By Linda Koco
Feb. 8, 2011 -- The indexed annuity market is about to get some new competitors — from Wall Street.
Jack Marrion, president of Advantage Compendium, St. Louis, says at least a couple of big Wall Street securities firms are already preparing to make filings for their indexed annuity products, perhaps by spring or summer.
The products will be indexed annuities (IAs) and sold as insurance products, not securities, he says.
To make that possible, the as-yet undisclosed firms have developed business relationships with insurance companies, says Marrion, who consults with some securities firms on indexed product development.
The development may surprise IA professionals who have battled with many securities interests over whether indexed annuities are securities.
When the Dodd-Frank Wall Street Reform and Consumer Protection Act of 2010 was enacted with an amendment saying indexed annuities are not securities if the products meet certain conditions, many industry watchers believed that the securities industry involvement with IAs had become a non-issue.
They further believed that that the securities industry would not have any interest in marketing indexed annuities because:
- Securities firms don’t like the products; and
- Securities firms that do want to offer an indexed annuity — for, say, competitive or customer needs purposes — would likely offer a registered indexed annuity to sell as a security.
Marion says neither argument holds water. The big Wall Street firms did not engage in the battle over whether IAs are securities, he explains.
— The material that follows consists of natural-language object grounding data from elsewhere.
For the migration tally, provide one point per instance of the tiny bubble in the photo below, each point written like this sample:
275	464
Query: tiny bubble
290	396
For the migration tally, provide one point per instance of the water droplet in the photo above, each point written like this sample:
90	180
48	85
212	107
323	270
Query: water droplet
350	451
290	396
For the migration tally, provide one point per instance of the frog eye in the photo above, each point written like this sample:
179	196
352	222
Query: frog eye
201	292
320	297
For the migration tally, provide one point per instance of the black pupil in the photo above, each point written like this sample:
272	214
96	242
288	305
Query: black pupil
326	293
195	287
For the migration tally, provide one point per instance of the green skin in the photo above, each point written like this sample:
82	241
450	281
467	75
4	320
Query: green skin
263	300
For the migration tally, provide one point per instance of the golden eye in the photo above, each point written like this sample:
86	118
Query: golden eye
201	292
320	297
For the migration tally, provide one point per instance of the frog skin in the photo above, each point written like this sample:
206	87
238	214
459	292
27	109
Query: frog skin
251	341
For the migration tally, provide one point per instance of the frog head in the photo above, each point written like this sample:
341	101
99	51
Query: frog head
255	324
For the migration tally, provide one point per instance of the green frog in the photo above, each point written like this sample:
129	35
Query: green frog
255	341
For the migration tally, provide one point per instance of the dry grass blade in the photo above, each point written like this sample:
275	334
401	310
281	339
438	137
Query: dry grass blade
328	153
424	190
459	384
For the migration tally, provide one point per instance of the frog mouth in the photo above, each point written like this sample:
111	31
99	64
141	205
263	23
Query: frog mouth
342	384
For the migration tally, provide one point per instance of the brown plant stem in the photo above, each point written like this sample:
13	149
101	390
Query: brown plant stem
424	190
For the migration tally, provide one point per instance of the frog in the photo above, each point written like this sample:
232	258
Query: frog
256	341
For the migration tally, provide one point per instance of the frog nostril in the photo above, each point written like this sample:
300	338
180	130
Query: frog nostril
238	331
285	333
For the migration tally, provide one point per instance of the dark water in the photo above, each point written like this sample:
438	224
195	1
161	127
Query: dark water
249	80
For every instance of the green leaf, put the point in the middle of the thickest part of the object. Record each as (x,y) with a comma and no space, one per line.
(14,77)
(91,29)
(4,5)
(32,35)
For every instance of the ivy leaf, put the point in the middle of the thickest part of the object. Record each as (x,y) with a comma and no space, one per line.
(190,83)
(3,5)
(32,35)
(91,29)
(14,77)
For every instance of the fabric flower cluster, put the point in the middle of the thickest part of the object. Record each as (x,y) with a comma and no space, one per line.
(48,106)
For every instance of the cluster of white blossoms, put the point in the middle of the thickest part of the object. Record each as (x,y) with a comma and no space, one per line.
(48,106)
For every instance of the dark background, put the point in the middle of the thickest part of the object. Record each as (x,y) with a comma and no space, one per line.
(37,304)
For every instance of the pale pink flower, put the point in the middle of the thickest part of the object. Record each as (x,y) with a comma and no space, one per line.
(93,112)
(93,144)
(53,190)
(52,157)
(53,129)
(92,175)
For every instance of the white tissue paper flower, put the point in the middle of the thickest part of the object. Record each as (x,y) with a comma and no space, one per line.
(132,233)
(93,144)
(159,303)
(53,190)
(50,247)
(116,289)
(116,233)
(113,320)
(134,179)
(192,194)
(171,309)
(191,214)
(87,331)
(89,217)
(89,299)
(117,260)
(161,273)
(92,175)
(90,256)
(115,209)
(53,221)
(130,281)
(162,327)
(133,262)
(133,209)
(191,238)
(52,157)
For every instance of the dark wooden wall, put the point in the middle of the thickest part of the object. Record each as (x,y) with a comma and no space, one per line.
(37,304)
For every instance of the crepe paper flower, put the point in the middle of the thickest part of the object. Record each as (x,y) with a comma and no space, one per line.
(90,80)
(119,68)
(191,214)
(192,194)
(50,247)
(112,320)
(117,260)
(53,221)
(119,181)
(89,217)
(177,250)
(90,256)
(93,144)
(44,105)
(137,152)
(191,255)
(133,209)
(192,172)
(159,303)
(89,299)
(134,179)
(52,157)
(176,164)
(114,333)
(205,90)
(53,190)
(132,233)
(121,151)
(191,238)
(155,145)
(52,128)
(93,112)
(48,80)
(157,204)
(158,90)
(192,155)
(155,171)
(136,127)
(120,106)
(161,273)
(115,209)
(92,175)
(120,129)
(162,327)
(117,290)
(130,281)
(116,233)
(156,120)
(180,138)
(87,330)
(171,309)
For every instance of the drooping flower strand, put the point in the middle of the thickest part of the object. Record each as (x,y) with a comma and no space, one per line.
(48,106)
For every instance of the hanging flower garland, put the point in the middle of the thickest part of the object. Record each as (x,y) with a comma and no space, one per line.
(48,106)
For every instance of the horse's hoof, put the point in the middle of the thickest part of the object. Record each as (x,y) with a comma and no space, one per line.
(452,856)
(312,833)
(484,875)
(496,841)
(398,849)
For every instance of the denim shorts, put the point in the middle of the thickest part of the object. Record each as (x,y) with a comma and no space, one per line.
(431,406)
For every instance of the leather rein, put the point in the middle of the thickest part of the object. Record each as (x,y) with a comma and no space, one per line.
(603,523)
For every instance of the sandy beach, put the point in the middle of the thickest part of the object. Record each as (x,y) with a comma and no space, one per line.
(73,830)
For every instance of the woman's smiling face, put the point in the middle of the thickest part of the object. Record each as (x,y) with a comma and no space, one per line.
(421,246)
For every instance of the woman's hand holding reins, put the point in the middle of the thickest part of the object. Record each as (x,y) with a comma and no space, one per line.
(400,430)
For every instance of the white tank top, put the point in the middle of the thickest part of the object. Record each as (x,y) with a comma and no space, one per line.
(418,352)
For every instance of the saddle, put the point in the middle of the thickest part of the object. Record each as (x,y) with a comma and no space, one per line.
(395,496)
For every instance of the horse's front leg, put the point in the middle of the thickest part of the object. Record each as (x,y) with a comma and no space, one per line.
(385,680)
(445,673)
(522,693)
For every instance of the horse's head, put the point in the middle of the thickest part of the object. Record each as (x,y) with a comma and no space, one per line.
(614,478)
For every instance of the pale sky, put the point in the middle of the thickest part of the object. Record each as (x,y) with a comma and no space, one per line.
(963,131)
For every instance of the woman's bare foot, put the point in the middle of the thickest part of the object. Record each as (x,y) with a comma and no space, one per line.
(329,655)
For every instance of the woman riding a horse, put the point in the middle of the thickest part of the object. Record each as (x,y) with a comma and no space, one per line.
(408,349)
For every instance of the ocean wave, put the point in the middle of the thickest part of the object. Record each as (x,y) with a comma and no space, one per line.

“It was the stock brokerage firms, their various associations, some variable annuity carriers, and some securities regulators that pushed to have the product declared a security,” he says. “They said they wanted to control the sales practices related to IAs.”
The brokerage interests “never liked the products and they still don’t like them,” he says. But the big Wall Street firms don’t necessarily share that view.
As for the expectation that the big securities firms would probably only be interested in offering registered indexed annuities, Marrion says this is not the case. The firms appear to be product-neutral, he says. “They are considering all options right now.”
Jim Pedigo, a consultant with Financial Rate Watcher$, Inc., Longwood, Fla., terms the potential entry of big Wall Street firms into the IA market a “great” development for the business.
“The big securities firms will disseminate more information to the public about indexed annuities,” he explains. “A more informed public will make for a better buying public.”
Some of those firms have been pulling back on their variable annuity business over the past year, Pedigo points out. They will likely begin to focus more on the fixed arena instead, he says. If they launch their own IA, they will likely position it as a “crossover product” for their reps to use.
Because it is a hybrid product, sitting between fixed and variable annuities, the reps can use it when moving from selling securities to selling insurance, he explains.
This approach should appeal to older clients at the big securities firms, Pedigo says. In particular, it should appeal to clients who are seeking potentially higher returns than available in today’s bank certificates of deposit but with downside guarantees. The same clients may also like the product’s guaranteed lifetime withdrawal benefit (GLWB) rider, if the firms decide to offer on with their product, he says.
Pedigo thinks the big Wall Street firms that enter this market will initially offer their IAs through their own distribution networks. That will pose a competitive threat to IA professionals in the independent agency system, he says.
But once the firms are sure their products work, “they will start coming after us in the independent agency system,” he predicts. That’s because many independent agents are already comfortable selling IAs and they will be able to expand distribution.